Among independents, there is a much larger difference. About 52 percent of those experiencing relatively little distress approve of Trump. Among those experiencing relatively high levels of distress, only 35 percent approve of Trump.
Much commentary to date has misunderstood the political impact of economic distress. A common view is that because Trump advocates for the “forgotten men and women,” he draws inherent strength from those experiencing economic distress. But instead, economic distress appears to do what weakness in the larger macro-economy typically does for an incumbent president: It serves as a referendum for those who do not have strong partisan loyalties. The more these people are struggling economically, the more they blame the president.
Despite the ongoing recovery from the Great Recession, economic distress remains a fact of life for many Americans. A great deal of reporting during and after the 2016 presidential election focused on the economic distress of some white Americans and attributed Trump’s success to that distress.
Our analysis, however, suggests that this focus was misplaced. Economic distress in the United States is more prevalent among black people and Hispanics than among white people, even white people with less formal education. Moreover, in surveys conducted both before and after the election, Trump voters did not report higher levels of distress than did Clinton supporters. Economic distress was not the central cleavage in the American electorate in 2016.
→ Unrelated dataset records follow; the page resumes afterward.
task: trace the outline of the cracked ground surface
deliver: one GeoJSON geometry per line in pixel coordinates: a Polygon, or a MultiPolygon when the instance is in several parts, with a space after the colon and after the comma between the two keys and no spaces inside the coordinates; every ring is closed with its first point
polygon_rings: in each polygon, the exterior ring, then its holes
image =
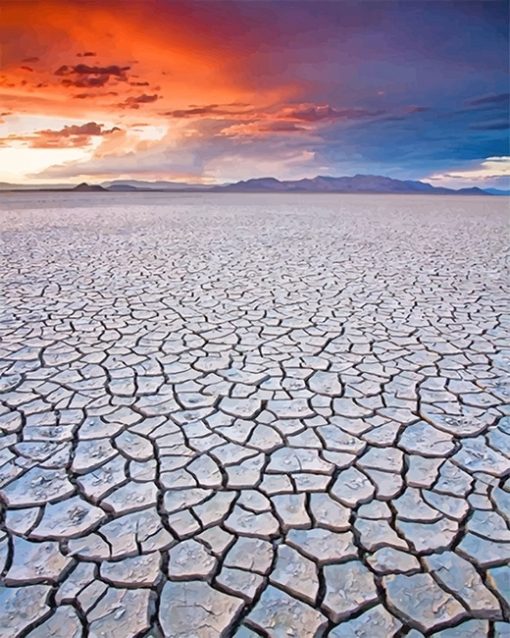
{"type": "Polygon", "coordinates": [[[509,636],[506,200],[4,196],[0,636],[509,636]]]}

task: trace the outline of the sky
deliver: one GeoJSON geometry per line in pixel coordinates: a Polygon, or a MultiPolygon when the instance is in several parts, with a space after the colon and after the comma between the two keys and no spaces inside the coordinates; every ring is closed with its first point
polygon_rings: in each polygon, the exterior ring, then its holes
{"type": "Polygon", "coordinates": [[[508,7],[2,0],[0,181],[510,188],[508,7]]]}

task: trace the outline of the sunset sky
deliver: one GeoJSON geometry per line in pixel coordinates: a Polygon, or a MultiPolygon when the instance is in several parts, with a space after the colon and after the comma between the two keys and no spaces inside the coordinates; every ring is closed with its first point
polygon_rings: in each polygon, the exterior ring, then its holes
{"type": "Polygon", "coordinates": [[[508,3],[1,0],[0,181],[510,188],[508,3]]]}

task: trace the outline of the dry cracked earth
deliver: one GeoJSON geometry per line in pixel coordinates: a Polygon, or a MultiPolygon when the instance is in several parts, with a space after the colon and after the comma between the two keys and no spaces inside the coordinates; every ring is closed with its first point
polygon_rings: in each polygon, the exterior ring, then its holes
{"type": "Polygon", "coordinates": [[[0,206],[2,638],[509,636],[507,201],[0,206]]]}

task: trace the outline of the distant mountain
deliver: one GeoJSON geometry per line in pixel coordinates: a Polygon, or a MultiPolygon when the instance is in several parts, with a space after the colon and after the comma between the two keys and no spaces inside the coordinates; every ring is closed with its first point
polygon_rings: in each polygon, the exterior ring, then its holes
{"type": "Polygon", "coordinates": [[[481,188],[478,188],[478,186],[471,186],[471,188],[459,188],[458,190],[450,189],[449,192],[453,193],[454,195],[455,194],[457,195],[490,195],[491,194],[481,188]]]}
{"type": "MultiPolygon", "coordinates": [[[[304,181],[304,180],[301,180],[304,181]]],[[[279,192],[285,193],[297,190],[292,187],[297,182],[281,182],[275,177],[259,177],[256,179],[248,179],[245,182],[235,182],[234,184],[225,184],[224,186],[215,186],[212,190],[241,192],[241,193],[257,193],[257,192],[279,192]]]]}
{"type": "Polygon", "coordinates": [[[423,193],[431,195],[486,195],[480,188],[453,190],[432,186],[426,182],[392,179],[380,175],[354,175],[353,177],[317,176],[313,179],[280,181],[274,177],[249,179],[244,182],[217,186],[214,191],[236,193],[423,193]]]}
{"type": "Polygon", "coordinates": [[[106,188],[103,188],[99,184],[87,184],[86,182],[83,182],[82,184],[75,186],[72,190],[82,191],[84,193],[95,193],[97,191],[106,191],[106,188]]]}
{"type": "Polygon", "coordinates": [[[354,175],[352,177],[329,177],[318,175],[314,178],[279,180],[275,177],[259,177],[232,184],[209,186],[184,182],[143,181],[136,179],[114,180],[99,184],[64,185],[23,185],[0,182],[1,190],[72,190],[72,191],[159,191],[159,192],[213,192],[213,193],[403,193],[424,195],[508,195],[510,192],[488,188],[461,188],[453,190],[432,186],[427,182],[400,180],[381,175],[354,175]]]}
{"type": "Polygon", "coordinates": [[[117,191],[117,192],[126,192],[126,191],[141,191],[141,190],[152,190],[152,189],[151,188],[138,188],[137,186],[133,186],[132,184],[112,184],[111,186],[107,186],[105,190],[117,191]]]}
{"type": "Polygon", "coordinates": [[[189,191],[210,190],[211,186],[204,184],[187,184],[185,182],[147,182],[138,179],[117,179],[101,184],[109,191],[189,191]]]}
{"type": "Polygon", "coordinates": [[[484,188],[483,190],[490,195],[501,195],[503,197],[510,195],[510,191],[501,190],[500,188],[484,188]]]}

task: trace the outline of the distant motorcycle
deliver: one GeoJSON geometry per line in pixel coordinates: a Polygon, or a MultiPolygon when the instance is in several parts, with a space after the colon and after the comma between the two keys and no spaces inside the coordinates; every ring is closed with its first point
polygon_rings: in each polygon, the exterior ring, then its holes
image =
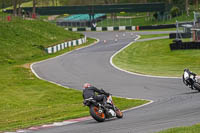
{"type": "Polygon", "coordinates": [[[184,70],[183,83],[186,86],[189,86],[192,90],[200,92],[200,79],[197,78],[196,74],[191,72],[189,69],[184,70]]]}
{"type": "Polygon", "coordinates": [[[113,104],[112,96],[107,97],[107,104],[97,102],[93,98],[85,99],[83,104],[90,108],[90,115],[98,122],[103,122],[105,119],[117,117],[122,118],[123,113],[113,104]]]}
Moving forward, economic distress in the electorate will not advantage President Trump. As the incumbent president, he will — rightly or wrongly — be blamed for economic problems in the country and in Americans’ lives. President Trump is already less popular than past presidents presiding over similarly robust economies.(x) For this reason, any increase in economic distress poses a real risk to his reelection prospects as well as the prospects of other Republican candidates.